One of the protest organizers, Kamal Jabar, said he has advised young people taking part not to throw gasoline bombs. He says it is hurting their cause.
"I lost this argument," he says. "I cannot keep telling tell them, 'Go – God will protect you.' God is not protecting us."
Two days later, the protesters were still controlling the interchange — but at a cost. Three were killed Monday near the highway, one shot in the head. A fourth person was killed on Tuesday.
A video posted by activists on social media showed security forces on an overpass above the highway on Monday, some firing directly into the crowd.
The Iraqi government, facing intense criticism over the deaths of an estimated 600 protesters since October, pledged in November to deploy riot police without lethal weapons. It has mostly blamed "unknown groups" – a euphemism for militias on the government payroll but not under government control – for the killings.
While the protesters have no central leadership, they have emerged as a force in Iraq's turbulent politics, demanding an end to a political system divided along sectarian lines and dominated by notoriously corrupt parties, many tied to Iran and having their own militias.
Prime Minister Adil Abdul-Mahdi, who took power last year with the support of both Iran and the United States, submitted his resignation in November, part of the fallout from the protests. But protesters have rejected new prime ministerial candidates — signaling their disapproval by unfurling giant banners with an X over the candidates' faces — and it's unknown when a new prime minister will be named.
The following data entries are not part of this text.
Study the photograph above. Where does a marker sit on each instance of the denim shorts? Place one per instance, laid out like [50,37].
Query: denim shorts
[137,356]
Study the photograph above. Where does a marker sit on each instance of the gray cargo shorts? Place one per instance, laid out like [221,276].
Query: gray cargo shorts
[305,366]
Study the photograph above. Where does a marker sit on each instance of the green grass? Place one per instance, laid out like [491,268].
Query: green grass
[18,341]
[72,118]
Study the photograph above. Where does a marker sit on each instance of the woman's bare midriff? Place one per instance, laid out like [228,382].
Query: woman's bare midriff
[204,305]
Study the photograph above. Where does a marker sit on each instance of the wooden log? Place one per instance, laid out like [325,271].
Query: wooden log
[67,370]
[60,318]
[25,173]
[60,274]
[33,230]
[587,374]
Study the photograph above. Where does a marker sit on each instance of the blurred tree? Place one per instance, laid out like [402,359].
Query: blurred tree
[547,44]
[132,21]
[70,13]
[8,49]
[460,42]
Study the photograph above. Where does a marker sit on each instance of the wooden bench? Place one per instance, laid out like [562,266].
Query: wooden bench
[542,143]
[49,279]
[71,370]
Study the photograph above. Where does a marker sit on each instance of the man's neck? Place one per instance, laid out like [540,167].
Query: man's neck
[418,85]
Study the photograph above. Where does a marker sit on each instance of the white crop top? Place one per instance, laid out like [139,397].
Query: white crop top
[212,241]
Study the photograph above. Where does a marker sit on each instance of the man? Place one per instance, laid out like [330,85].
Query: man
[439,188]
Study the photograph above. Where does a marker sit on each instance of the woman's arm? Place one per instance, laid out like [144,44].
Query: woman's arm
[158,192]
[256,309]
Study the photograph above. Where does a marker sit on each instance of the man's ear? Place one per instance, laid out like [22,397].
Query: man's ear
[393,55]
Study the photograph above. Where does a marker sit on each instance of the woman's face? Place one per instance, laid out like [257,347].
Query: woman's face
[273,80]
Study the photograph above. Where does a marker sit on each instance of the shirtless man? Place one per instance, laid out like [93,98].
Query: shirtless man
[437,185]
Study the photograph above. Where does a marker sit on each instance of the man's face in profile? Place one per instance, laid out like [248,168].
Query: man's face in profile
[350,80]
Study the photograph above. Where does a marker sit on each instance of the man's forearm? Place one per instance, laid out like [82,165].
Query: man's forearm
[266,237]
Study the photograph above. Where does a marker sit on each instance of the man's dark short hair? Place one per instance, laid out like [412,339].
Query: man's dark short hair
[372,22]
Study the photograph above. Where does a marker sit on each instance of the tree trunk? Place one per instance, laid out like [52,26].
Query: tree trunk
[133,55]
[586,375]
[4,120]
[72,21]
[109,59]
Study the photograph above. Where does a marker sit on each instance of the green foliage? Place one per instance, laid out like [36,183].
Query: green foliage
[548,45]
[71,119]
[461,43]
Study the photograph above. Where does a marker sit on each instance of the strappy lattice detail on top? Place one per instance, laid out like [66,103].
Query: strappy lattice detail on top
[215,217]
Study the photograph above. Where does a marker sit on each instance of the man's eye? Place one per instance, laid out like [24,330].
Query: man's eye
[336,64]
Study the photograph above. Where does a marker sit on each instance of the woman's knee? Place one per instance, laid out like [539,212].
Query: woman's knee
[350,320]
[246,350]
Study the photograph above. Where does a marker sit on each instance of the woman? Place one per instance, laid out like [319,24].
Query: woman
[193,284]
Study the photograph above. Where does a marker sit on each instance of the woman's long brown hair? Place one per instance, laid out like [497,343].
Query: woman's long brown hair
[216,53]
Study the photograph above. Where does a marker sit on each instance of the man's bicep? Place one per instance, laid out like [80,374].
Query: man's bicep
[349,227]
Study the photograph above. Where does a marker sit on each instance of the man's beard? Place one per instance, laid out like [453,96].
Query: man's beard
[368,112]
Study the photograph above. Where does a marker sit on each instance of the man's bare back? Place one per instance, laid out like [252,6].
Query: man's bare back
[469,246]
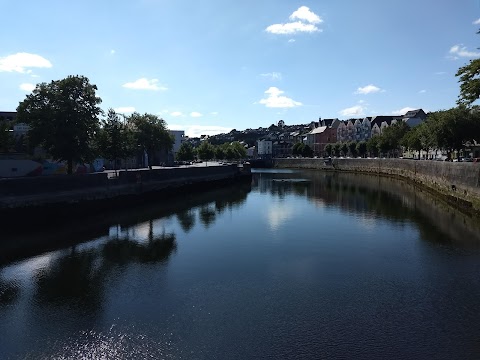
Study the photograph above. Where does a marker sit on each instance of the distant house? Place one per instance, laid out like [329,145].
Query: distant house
[319,137]
[414,117]
[179,138]
[264,148]
[9,116]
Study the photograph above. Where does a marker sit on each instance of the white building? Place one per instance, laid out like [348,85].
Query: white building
[179,138]
[264,148]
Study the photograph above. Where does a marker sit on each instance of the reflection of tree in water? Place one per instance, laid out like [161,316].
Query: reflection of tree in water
[186,219]
[72,278]
[123,251]
[207,215]
[80,276]
[9,292]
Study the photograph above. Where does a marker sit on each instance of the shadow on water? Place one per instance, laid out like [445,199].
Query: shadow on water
[29,238]
[378,198]
[80,276]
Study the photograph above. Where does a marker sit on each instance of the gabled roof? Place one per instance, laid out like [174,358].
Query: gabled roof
[381,118]
[415,113]
[318,130]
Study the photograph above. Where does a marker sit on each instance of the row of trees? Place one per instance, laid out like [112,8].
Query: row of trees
[64,119]
[449,130]
[207,151]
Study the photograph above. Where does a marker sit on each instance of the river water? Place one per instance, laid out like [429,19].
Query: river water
[294,265]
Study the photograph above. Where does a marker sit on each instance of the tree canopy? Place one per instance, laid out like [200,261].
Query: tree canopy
[63,118]
[151,135]
[186,152]
[115,139]
[469,79]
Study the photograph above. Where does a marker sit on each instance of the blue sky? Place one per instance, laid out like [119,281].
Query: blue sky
[213,65]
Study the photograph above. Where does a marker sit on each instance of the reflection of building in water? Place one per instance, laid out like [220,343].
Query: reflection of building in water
[372,198]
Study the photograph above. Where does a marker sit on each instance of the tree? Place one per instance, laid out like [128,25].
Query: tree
[329,149]
[206,151]
[469,82]
[185,153]
[151,135]
[6,138]
[63,118]
[297,149]
[454,127]
[336,148]
[307,151]
[372,145]
[115,140]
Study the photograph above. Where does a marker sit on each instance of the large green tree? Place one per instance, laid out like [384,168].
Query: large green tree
[63,118]
[115,139]
[469,79]
[452,128]
[152,135]
[6,136]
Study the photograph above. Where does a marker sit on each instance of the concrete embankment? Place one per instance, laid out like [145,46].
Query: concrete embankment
[98,189]
[457,183]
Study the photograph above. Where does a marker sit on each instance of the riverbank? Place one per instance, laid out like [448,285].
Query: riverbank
[94,191]
[456,183]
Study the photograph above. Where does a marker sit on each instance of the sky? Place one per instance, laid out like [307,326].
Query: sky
[210,66]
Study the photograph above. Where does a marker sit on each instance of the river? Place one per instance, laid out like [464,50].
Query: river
[294,265]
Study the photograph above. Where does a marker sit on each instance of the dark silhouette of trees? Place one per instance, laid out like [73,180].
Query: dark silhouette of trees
[63,118]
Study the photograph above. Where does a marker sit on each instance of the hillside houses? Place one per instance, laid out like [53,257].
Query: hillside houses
[316,134]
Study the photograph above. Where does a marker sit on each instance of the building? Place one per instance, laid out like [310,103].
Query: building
[264,148]
[414,117]
[179,138]
[319,137]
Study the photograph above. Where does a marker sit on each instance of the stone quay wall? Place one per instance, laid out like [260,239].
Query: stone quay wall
[28,192]
[458,183]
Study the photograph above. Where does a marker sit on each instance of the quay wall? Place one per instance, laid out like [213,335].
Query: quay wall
[27,192]
[458,183]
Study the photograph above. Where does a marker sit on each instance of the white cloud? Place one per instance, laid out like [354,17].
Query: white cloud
[305,22]
[369,89]
[459,50]
[275,99]
[304,13]
[194,130]
[124,110]
[21,62]
[145,84]
[292,28]
[356,110]
[403,110]
[27,87]
[272,76]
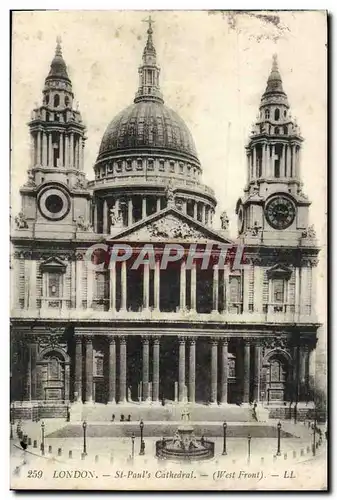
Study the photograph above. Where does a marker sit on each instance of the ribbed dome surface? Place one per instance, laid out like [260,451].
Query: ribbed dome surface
[147,124]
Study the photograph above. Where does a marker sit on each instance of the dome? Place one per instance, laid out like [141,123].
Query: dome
[147,125]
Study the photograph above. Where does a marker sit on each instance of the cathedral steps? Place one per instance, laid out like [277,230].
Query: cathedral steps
[170,412]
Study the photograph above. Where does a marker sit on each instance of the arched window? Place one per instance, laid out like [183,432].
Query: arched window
[56,100]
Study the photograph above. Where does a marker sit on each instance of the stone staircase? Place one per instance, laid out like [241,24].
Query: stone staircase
[170,412]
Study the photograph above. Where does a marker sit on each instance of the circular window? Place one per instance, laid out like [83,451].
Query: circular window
[54,203]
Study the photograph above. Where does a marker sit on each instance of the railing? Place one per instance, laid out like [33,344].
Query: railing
[101,310]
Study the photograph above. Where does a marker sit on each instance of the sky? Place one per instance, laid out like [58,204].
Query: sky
[214,69]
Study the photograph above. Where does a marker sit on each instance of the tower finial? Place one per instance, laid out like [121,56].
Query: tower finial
[150,21]
[58,51]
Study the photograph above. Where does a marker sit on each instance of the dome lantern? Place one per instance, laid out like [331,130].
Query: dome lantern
[149,89]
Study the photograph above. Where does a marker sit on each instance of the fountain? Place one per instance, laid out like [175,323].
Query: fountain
[184,446]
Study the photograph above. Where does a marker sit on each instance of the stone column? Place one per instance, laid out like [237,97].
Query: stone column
[50,150]
[44,149]
[113,286]
[193,287]
[215,289]
[61,160]
[191,372]
[203,213]
[246,371]
[182,304]
[122,370]
[195,210]
[224,372]
[32,285]
[182,344]
[254,161]
[38,155]
[112,370]
[155,375]
[78,369]
[146,286]
[157,285]
[124,285]
[144,214]
[130,212]
[145,369]
[214,371]
[71,150]
[257,360]
[33,359]
[66,152]
[272,161]
[89,361]
[105,217]
[79,271]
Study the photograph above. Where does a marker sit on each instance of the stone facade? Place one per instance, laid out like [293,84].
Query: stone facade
[214,335]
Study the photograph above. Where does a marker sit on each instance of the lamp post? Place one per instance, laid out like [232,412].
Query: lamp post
[141,425]
[133,445]
[224,451]
[313,426]
[278,453]
[84,425]
[249,440]
[42,432]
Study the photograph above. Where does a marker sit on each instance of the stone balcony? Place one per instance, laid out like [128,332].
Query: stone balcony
[146,316]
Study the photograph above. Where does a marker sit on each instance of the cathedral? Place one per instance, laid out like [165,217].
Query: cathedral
[180,334]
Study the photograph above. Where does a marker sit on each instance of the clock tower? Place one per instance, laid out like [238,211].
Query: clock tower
[274,210]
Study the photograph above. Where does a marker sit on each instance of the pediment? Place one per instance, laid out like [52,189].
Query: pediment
[279,271]
[53,264]
[169,225]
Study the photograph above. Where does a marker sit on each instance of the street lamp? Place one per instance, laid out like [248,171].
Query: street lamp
[278,453]
[42,444]
[133,445]
[313,426]
[249,440]
[224,451]
[84,425]
[142,444]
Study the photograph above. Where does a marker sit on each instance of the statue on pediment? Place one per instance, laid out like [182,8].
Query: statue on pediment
[309,232]
[21,221]
[170,196]
[224,221]
[116,217]
[82,225]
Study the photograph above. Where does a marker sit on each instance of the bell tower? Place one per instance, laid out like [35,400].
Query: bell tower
[274,209]
[55,195]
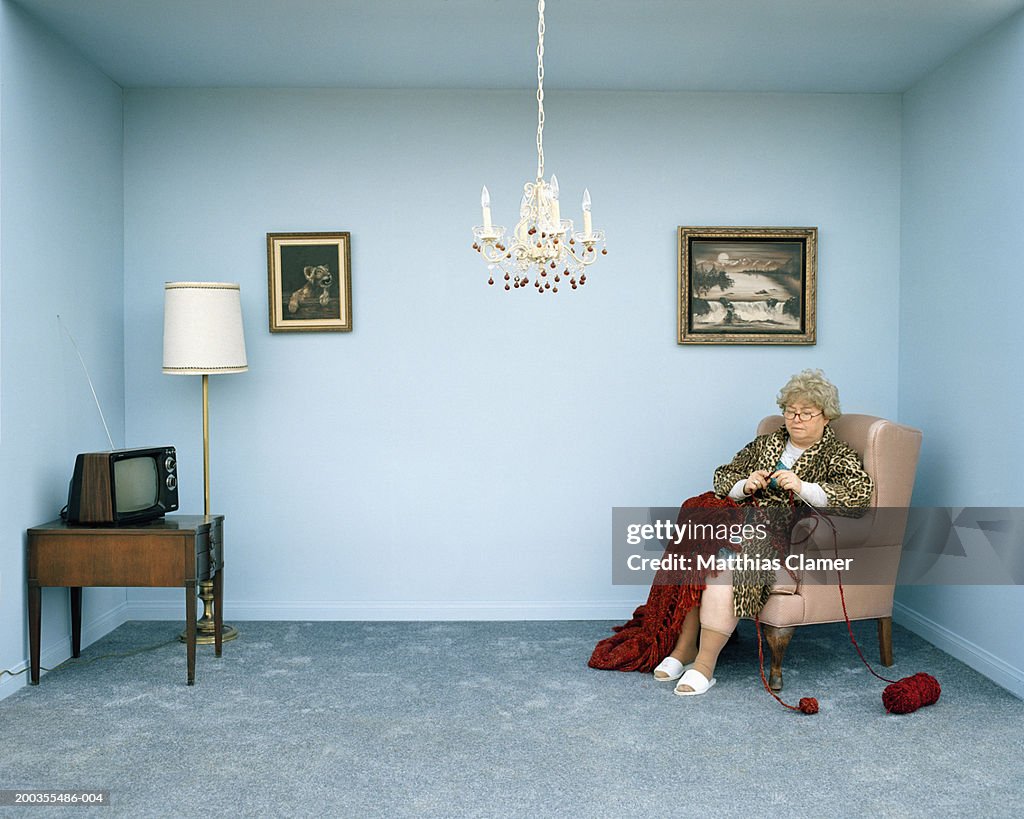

Abdul-Mahdi remains in a caretaker position for now.
Laith Kubba, a former advisor to Abdul-Mahdi, said the unprecedented protests have made it impossible for Iraqi politics to return to the status quo, in which corruption is rampant and government ministries are divided between political parties along sectarian and ethnic lines.
He warns that those who are attacking protesters are a threat to the entire country.
"It reminds me of the early days when Saddam Hussein and the Baath Party came to power and they started building a repressive machine," he says. "If it's not halted now, it will become a monster."